Shares of BHP Billiton Ltd. and other mining companies fell Tuesday after the Australian mining giant said it expects Chinese demand for iron ore to be flat through 2020.
BHP predicted that China will not consume much more iron ore in 2020 than it does now after demand increased more than fivefold between 2000 and 2012.
The forecast was disappointing because China has been a major buyer of metals and other raw materials for infrastructure projects like roads, airports, factories and housing, as its economy rapidly expanded. Iron ore is used in steelmaking.
In addition, a new report said that house prices dropped in 45 Chinese cities in February.
Both offer more evidence of China's slowing economy after the government took steps to curb inflation. Economic growth in the world's second-largest economy fell to about 9 percent in the final quarter of 2011 from the previous year's double-digit expansion. The government's growth target this year is 7.5 percent.
Concerns about future demand in China hurt mining companies, along with the broader U.S. stock markets.
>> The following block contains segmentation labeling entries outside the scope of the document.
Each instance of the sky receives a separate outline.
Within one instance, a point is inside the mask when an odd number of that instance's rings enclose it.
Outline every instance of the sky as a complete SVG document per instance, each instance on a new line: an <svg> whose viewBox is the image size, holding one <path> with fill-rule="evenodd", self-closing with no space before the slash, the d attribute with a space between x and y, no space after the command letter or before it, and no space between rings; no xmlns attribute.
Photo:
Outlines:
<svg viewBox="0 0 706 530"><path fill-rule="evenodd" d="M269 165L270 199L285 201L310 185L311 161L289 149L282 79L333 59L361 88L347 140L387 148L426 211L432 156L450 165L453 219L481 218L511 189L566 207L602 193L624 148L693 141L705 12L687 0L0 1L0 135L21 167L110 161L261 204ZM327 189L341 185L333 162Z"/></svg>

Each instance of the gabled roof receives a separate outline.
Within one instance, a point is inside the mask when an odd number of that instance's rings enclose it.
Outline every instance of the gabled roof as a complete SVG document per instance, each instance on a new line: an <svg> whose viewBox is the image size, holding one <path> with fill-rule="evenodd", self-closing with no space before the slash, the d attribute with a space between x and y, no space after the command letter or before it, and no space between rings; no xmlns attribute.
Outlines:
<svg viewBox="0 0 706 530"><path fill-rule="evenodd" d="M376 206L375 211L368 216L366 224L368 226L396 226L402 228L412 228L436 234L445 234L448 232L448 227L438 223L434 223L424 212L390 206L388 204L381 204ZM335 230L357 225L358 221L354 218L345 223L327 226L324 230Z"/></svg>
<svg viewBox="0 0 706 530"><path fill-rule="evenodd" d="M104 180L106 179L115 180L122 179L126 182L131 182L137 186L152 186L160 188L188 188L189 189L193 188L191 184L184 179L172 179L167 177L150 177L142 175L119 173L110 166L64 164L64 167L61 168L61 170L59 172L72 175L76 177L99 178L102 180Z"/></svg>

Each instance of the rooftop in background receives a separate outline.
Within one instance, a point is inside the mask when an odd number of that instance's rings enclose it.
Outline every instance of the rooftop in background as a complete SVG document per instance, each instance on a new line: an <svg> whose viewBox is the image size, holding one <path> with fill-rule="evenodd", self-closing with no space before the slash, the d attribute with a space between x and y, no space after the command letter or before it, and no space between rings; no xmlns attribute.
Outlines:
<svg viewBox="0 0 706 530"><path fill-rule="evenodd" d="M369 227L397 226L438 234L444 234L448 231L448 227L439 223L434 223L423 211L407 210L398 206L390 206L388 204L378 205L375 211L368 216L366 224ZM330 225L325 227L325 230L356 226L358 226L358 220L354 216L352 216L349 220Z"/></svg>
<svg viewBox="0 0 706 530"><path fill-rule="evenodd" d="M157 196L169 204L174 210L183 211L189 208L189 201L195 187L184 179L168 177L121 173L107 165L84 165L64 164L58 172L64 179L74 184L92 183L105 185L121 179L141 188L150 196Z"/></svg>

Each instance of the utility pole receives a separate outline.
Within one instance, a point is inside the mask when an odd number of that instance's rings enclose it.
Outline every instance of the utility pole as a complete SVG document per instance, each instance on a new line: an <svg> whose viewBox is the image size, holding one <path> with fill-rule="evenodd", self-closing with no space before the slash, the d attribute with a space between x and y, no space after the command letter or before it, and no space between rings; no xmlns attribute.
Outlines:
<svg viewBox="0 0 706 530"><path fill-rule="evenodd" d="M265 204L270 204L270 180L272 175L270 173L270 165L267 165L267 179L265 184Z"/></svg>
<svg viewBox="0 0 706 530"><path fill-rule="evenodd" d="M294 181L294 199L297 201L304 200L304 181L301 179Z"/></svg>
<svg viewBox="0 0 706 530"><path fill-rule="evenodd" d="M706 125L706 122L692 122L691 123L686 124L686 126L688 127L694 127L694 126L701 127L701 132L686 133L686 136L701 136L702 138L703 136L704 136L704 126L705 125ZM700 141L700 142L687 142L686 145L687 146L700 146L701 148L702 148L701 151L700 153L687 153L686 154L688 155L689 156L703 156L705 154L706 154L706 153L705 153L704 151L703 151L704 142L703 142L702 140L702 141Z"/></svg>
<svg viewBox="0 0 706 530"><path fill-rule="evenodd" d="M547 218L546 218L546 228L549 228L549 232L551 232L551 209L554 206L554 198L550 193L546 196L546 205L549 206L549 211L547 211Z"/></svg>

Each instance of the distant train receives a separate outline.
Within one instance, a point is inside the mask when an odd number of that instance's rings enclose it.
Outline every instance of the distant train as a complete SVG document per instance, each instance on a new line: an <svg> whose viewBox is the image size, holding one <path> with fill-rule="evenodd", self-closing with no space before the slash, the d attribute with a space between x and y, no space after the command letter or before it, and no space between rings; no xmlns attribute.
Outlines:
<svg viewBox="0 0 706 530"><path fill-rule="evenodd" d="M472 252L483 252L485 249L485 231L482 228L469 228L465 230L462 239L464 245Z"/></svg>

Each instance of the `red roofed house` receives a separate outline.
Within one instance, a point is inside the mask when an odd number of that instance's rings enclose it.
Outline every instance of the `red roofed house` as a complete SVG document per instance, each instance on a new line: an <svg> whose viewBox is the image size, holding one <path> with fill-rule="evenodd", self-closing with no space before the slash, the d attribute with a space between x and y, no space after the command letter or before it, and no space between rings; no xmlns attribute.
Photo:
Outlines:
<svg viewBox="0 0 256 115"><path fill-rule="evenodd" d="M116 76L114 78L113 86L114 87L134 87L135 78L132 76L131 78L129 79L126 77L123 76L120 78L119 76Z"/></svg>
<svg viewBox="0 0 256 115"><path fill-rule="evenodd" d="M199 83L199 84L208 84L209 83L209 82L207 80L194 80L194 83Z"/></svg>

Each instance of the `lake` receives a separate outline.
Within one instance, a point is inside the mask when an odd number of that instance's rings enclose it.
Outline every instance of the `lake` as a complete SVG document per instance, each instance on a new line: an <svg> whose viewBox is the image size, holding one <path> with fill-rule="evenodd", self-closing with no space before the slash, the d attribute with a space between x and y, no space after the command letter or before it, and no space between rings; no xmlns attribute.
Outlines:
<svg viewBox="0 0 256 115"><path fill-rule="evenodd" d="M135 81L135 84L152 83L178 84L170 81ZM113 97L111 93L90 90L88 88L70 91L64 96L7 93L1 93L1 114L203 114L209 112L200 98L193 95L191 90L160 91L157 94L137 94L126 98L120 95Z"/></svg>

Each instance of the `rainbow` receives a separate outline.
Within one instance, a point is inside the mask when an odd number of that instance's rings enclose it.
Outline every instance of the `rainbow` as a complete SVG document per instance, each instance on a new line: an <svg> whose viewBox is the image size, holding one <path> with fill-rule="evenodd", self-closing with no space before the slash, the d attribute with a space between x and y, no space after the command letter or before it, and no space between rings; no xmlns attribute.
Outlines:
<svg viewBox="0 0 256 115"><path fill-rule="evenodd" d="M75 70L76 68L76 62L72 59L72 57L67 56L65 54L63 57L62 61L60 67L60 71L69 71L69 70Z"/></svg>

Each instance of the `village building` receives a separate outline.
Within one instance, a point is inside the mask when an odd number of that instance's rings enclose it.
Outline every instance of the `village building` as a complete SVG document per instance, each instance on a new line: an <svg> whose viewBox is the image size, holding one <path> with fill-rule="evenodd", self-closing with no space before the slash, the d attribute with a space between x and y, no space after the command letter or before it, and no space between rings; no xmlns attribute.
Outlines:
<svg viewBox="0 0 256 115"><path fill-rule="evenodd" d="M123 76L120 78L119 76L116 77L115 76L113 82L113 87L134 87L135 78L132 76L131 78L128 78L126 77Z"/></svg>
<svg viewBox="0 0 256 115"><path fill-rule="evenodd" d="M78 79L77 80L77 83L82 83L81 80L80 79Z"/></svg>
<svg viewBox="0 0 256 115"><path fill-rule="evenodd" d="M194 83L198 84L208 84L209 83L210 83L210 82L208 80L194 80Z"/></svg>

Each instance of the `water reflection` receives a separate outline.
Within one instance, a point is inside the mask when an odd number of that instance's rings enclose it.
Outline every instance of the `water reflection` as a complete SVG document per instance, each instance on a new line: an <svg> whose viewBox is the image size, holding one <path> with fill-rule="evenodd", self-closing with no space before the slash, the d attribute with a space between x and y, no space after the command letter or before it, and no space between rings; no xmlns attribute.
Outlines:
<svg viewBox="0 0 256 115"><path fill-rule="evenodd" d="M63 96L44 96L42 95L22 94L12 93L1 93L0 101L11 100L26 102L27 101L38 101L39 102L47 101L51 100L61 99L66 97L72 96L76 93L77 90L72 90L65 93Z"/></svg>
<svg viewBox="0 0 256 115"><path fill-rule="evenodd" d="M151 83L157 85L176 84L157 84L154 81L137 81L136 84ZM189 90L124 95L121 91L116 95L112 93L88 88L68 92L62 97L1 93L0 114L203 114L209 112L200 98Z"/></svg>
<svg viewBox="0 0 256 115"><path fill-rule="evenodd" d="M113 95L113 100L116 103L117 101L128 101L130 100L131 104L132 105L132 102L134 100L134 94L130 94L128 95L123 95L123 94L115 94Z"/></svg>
Prices also fell for a number of commodities, including industrial metals and oil.
In midday trading shares of BHP Billiton were down $2.66, or 3.5 percent, to $72.85. Rio Tinto fell $2.13, or 3.7 percent, to $55.02. Peabody Energy Corp. dropped $1.79, or 5.4 percent, to $31.65; Alpha Natural Resources fell 79 cents, or 4.6 percent, to $16.53; and Freeport McMoRan Copper & Gold Inc. lost 26 cents at $38.88.